Ashley Childress

Posted on Mar 4

I Stopped Reviewing Code: A Backend Dev’s Experiment with Google Gemini

#devchallenge #geminireflections #gemini

Built with Google Gemini: Writing Challenge

This is a submission for the Built with Google Gemini: Writing Challenge

🦄 I’ve been officially obsessed with AI for nearly a year now. Not from an ML research angle and not from a purist implementation standpoint. The thrill, for me, is in finding the limits as a user and then leaning on them until something gives. One of my favorite Hunter S. Thompson lines talks about “the tendency to push it as far as you can.” That has been my operating principle this entire year.

This build started as a portfolio experiment. It turned into something else entirely. This challenge became the cleanest environment I’ve found to test what actually happens when you step out of the implementation loop and let the model build the world without you.

What I Built with Google Gemini

When I saw the New Year, New You Portfolio Challenge, I knew it required a UI. That wasn’t a surprise. What was a surprise was how quickly I would realize I didn’t understand what I was looking at once it started coming together.

I’m a backend developer. You hand me a distributed systems problem and I’ll happily spend hours untangling it. You ask me to make a div visible in a browser and my brain actively searches for the exit. With only one weekend to build, there was no room for the "eyes-glazing-over" phase. Google Gemini would implement and I would supervise—that was my whole plan.

I walked in expecting Antigravity, powered primarily by Gemini Pro, to behave like every other AI system I’d tested—predictable and fairly easy to keep inside the guardrails. I thought I already knew what those guardrails looked like: strict types, linting, and the familiar routine of code review.

The Pivot: Dropping the Code Review Ritual

Initially, I followed the "responsible" pattern: prompt, review the diff, run tests, approve. It felt disciplined. It looked professional.

Very quickly, I realized I had no meaningful context for what I was reviewing in a frontend stack. I wasn't improving the output; I was participating in ceremony. So, I stopped reviewing code altogether.

Instead of validating lines of code, I validated outcomes. If the UI rendered correctly and passed functional tests, that was success. I cranked up the autonomy, taught Antigravity my repository expectations, and let it run. Copilot reviewed the code in my place, and Gemini responded in a closed loop. I stepped out of the implementation and into the role of a systems auditor.

Demo

This portfolio iteration documents what happens when you turn an agent loose inside a defined system.

For this build, the Antigravity panel was the primary interface. I defined the repo rules and testing expectations there, and Gemini implemented directly within that structure. It became the control surface for the entire loop.

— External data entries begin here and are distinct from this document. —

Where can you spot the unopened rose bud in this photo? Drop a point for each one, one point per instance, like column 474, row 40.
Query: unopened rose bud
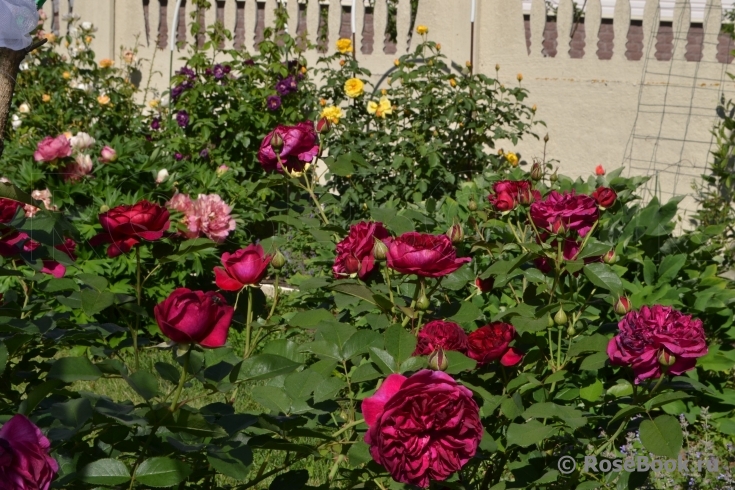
column 537, row 173
column 666, row 359
column 560, row 318
column 323, row 126
column 622, row 306
column 456, row 233
column 438, row 360
column 380, row 249
column 277, row 142
column 423, row 303
column 610, row 258
column 278, row 260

V1 Release: Preserved version v1.1.0
Live Portfolio: https://anchildress1.dev

Replacing Trust With Systems

I didn’t simply remove oversight; I replaced it with Lighthouse audits and expanded test coverage. My assumption was simple: if the browser behaves and the tests pass, the code is "safe." I believed I had replaced trust in code with trust in systems. I was wrong—I had confused passing tests with structural integrity.

What I Learned

High Reasoning Isn’t Optional

I learned that for autonomous development, reasoning depth is a stability requirement. With lower reasoning modes (like Flash), changes were often partial—updating 2/3 of the files but "forgetting" the tests or documentation.

Switching to High Reasoning mode in Gemini Pro changed the pattern. Runtime errors dropped, and cross-file consistency improved. It finally started "remembering" to keep the docs aligned with the code changes without constant nudging.

Reasoning depth wasn’t about intelligence—it was about reliability under autonomy. Gemini’s deeper reasoning and context retention made the closed-loop workflow viable; without it, cross-file consistency collapsed quickly under autonomy.

The Reality Check: Sonar

After the high of the successful build wore off, I introduced Sonar as a retrospective audit. The UI rendered correctly. The tests passed. Everything appeared stable.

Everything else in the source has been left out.